Evaluations

Evaluations are the core functionality of the PRESC package. Each evaluation methodology applies to a trained classification model and one or more datasets, and produces a visual output.

Conditional metrics

This computes standard performance scores within different partitions of a test dataset. For example, rather than reporting an overall accuracy score for a test dataset, the score can be computed as, say, a function over the different values of a feature. This can show evidence of bias if the performance score differs significantly between different areas of the feature space.

API

The computation is maintained in presc.evaluations.conditional_metric, and the main entrypoint is ConditionalMetric.
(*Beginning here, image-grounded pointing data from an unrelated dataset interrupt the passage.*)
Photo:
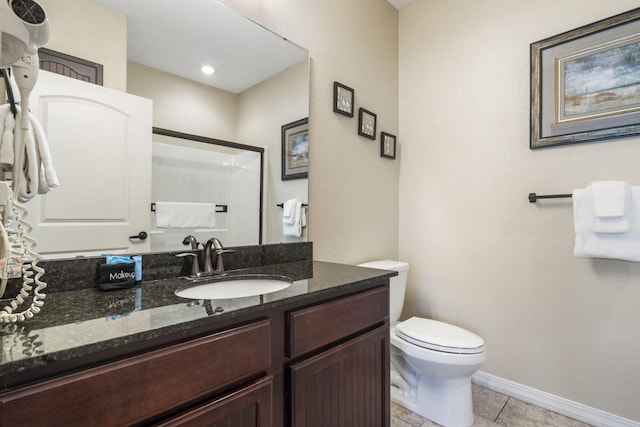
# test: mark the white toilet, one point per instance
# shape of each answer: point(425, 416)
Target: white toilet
point(431, 361)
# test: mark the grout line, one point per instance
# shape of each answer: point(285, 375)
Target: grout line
point(502, 409)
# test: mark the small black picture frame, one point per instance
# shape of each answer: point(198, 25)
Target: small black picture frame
point(387, 145)
point(367, 124)
point(295, 150)
point(343, 99)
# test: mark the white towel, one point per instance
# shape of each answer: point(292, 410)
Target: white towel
point(185, 215)
point(289, 212)
point(299, 221)
point(609, 200)
point(623, 246)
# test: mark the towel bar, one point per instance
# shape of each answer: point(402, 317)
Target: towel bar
point(533, 197)
point(219, 208)
point(281, 205)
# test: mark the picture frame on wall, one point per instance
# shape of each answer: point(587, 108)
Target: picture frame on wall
point(295, 150)
point(387, 145)
point(343, 97)
point(367, 124)
point(585, 83)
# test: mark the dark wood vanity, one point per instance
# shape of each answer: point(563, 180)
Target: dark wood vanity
point(319, 358)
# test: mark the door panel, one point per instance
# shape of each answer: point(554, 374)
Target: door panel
point(100, 141)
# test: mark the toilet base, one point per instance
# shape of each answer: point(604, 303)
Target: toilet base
point(447, 402)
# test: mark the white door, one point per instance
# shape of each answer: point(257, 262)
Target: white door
point(100, 141)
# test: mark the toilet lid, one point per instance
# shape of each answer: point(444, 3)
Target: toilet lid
point(439, 336)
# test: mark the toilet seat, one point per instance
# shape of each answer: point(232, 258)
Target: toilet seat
point(439, 336)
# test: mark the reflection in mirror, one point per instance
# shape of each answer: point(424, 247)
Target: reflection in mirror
point(164, 58)
point(193, 169)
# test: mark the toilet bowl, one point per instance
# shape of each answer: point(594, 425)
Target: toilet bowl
point(431, 361)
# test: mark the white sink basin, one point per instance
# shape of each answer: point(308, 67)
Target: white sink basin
point(234, 287)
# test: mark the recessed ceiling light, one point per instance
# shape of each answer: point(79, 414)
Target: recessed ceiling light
point(207, 69)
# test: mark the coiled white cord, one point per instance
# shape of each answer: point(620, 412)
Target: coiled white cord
point(8, 314)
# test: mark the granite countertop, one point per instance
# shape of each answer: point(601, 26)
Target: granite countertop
point(78, 323)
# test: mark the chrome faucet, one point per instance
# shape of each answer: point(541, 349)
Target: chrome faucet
point(195, 265)
point(219, 250)
point(190, 239)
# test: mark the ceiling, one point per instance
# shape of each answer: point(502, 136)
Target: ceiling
point(179, 37)
point(399, 4)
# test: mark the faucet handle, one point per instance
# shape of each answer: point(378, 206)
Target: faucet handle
point(195, 267)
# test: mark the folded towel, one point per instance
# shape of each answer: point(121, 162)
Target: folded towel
point(289, 212)
point(185, 215)
point(609, 198)
point(623, 246)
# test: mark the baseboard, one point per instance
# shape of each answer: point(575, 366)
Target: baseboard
point(551, 402)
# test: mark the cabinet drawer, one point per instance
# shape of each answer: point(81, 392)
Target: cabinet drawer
point(132, 390)
point(313, 327)
point(248, 407)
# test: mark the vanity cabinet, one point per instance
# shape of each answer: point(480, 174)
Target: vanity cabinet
point(146, 386)
point(314, 362)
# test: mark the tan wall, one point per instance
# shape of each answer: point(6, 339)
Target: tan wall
point(104, 28)
point(481, 255)
point(353, 192)
point(262, 110)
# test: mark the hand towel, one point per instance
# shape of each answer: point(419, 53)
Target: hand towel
point(610, 200)
point(623, 246)
point(289, 212)
point(294, 228)
point(185, 215)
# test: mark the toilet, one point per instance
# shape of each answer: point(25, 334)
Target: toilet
point(431, 361)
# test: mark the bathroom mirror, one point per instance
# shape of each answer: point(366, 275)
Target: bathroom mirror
point(250, 112)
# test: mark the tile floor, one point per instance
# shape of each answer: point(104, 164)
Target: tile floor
point(492, 409)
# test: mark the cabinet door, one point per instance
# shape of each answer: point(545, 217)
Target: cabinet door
point(247, 407)
point(347, 386)
point(132, 390)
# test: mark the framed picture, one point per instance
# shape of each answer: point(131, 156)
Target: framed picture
point(387, 145)
point(295, 150)
point(585, 83)
point(367, 124)
point(342, 99)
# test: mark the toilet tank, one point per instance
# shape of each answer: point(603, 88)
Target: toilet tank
point(398, 284)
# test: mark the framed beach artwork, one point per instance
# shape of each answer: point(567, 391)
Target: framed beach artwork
point(295, 150)
point(387, 145)
point(367, 124)
point(585, 83)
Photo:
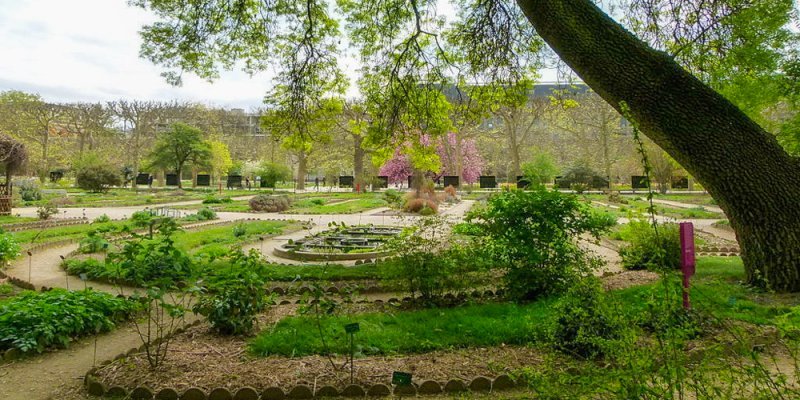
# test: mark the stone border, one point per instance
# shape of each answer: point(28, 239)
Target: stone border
point(43, 224)
point(479, 384)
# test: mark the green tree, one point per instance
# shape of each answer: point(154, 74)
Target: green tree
point(541, 169)
point(178, 146)
point(749, 174)
point(219, 161)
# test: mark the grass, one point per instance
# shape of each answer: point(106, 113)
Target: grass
point(64, 232)
point(717, 289)
point(13, 219)
point(332, 272)
point(130, 197)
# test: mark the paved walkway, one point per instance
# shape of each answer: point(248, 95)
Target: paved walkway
point(35, 378)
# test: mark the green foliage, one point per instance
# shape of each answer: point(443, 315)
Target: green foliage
point(141, 219)
point(393, 197)
point(272, 173)
point(584, 323)
point(425, 264)
point(266, 203)
point(93, 243)
point(234, 296)
point(387, 333)
point(96, 175)
point(239, 230)
point(29, 190)
point(204, 214)
point(533, 235)
point(541, 170)
point(46, 211)
point(34, 322)
point(211, 199)
point(9, 249)
point(153, 262)
point(646, 250)
point(183, 144)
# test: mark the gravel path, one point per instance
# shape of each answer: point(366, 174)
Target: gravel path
point(38, 377)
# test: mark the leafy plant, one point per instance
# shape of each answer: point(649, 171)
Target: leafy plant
point(272, 173)
point(9, 249)
point(266, 203)
point(46, 211)
point(35, 321)
point(206, 214)
point(239, 230)
point(93, 243)
point(533, 236)
point(584, 324)
point(646, 250)
point(153, 262)
point(29, 190)
point(96, 175)
point(234, 296)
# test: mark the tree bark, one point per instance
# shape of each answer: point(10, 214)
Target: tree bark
point(301, 170)
point(753, 180)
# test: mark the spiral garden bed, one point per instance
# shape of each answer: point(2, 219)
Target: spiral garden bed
point(342, 244)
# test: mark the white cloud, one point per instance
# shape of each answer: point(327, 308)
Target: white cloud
point(87, 50)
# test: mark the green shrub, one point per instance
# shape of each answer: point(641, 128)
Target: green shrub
point(29, 190)
point(97, 177)
point(9, 249)
point(46, 211)
point(155, 262)
point(645, 250)
point(206, 214)
point(532, 235)
point(393, 197)
point(425, 264)
point(235, 295)
point(272, 173)
point(36, 321)
point(93, 243)
point(239, 230)
point(141, 219)
point(584, 324)
point(91, 268)
point(266, 203)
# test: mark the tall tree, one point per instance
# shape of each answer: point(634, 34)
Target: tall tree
point(179, 146)
point(752, 178)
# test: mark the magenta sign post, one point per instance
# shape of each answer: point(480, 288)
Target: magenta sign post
point(687, 259)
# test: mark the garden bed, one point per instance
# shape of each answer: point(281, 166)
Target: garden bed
point(201, 359)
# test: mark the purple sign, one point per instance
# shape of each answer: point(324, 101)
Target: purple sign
point(687, 258)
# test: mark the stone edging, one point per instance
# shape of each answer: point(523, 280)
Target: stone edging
point(480, 384)
point(42, 224)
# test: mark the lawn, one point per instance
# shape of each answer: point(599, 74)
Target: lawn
point(716, 290)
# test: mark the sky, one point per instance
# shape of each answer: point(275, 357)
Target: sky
point(88, 51)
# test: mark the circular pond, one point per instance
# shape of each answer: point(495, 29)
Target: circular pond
point(341, 244)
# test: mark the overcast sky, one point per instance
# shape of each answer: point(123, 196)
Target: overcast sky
point(87, 50)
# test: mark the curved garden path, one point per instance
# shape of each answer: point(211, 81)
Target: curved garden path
point(39, 377)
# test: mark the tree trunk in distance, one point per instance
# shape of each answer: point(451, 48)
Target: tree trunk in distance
point(744, 168)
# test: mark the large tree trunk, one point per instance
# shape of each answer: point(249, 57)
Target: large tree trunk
point(358, 161)
point(301, 170)
point(753, 180)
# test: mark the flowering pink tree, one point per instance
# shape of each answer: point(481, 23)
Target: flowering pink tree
point(399, 168)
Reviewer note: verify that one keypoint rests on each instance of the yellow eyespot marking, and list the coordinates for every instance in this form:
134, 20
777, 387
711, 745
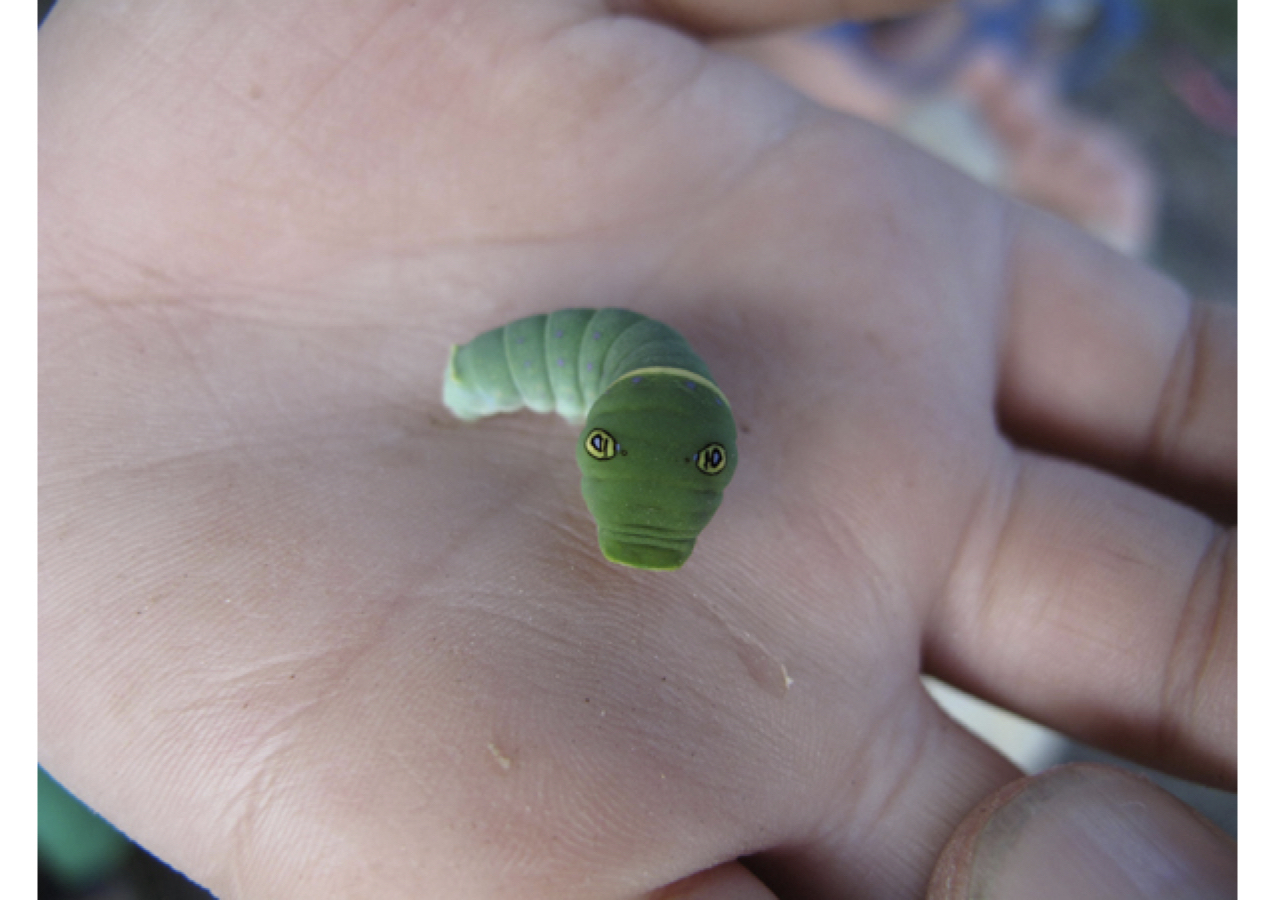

from presc.evaluations.conditional_metric import ConditionalMetric

ecm = ConditionalMetric(cm, test_dataset)
# Plot the results for all columns in the dataset.
ecm.display()

For a given column in the test set, its values are binned as for a histogram, and a scikit-learn performance score (default: accuracy) is computed for the subset of the test dataset corresponding to each bin.

By default, the computation is run for every column in the dataset, including all features and any other columns. For example, this can be used to create a calibration-style plot by including a column of predicted classification probabilities.

Columns can be selected by passing a list of column names to ecm.display().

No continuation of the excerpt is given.